THE risks taken by migrants and asylum seekers trying to reach Europe have once again been laid bare, following the deaths of more than 300 people in separate incidents off the coast of Libya and on an Austrian motorway running from Hungary to the capital, Vienna.
Austrian police said originally that around 20 partly-decomposed bodies were thought to be in an abandoned refrigerated lorry, which was found by a road-worker on Thursday morning. A few hours later, the police said that the figure had risen to around 50; and on Friday morning said that 71 people had died on the lorry. These included 59 men, eight women and four children; the youngest being a girl whose age has been estimated as one or two years old.

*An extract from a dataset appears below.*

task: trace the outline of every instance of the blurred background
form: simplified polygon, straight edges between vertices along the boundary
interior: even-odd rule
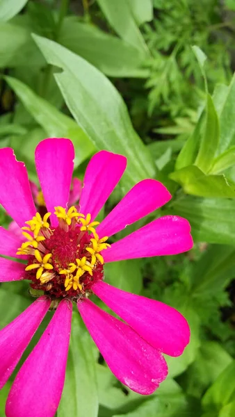
[[[195,243],[106,265],[110,284],[188,320],[191,344],[168,359],[166,381],[147,398],[122,386],[76,314],[58,417],[235,416],[234,35],[235,0],[0,0],[0,147],[14,148],[36,183],[34,149],[47,137],[73,141],[81,181],[95,152],[124,154],[127,174],[99,218],[152,177],[172,199],[128,233],[177,214]],[[0,221],[10,222],[1,207]],[[31,300],[27,283],[0,284],[0,326]]]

The identities and origins of the people on board is not known; but forensics officers found one Syrian travel document. Police think that the people were originally from Syria, and had been trafficked.
Hungarian police announced at lunchtime on Friday that the lorry’s driver, a Bulgarian citizen of Lebanese origin, had been arrested in connection with the migrants' fate, alongside two other Bulgarians and an Afghan man.
The lorry was taken to a secure compound, where the bodies were to be removed for further examination.
Hundreds more people died this week in two separate incidents off the coast of Libya, taking the death toll of people who have attempted to make the crossing so far in 2015 to 2500. Last year, an estimated 500 people were killed trying to cross to Europe, the UN High Commissioner for Refugees (UNHCR) said.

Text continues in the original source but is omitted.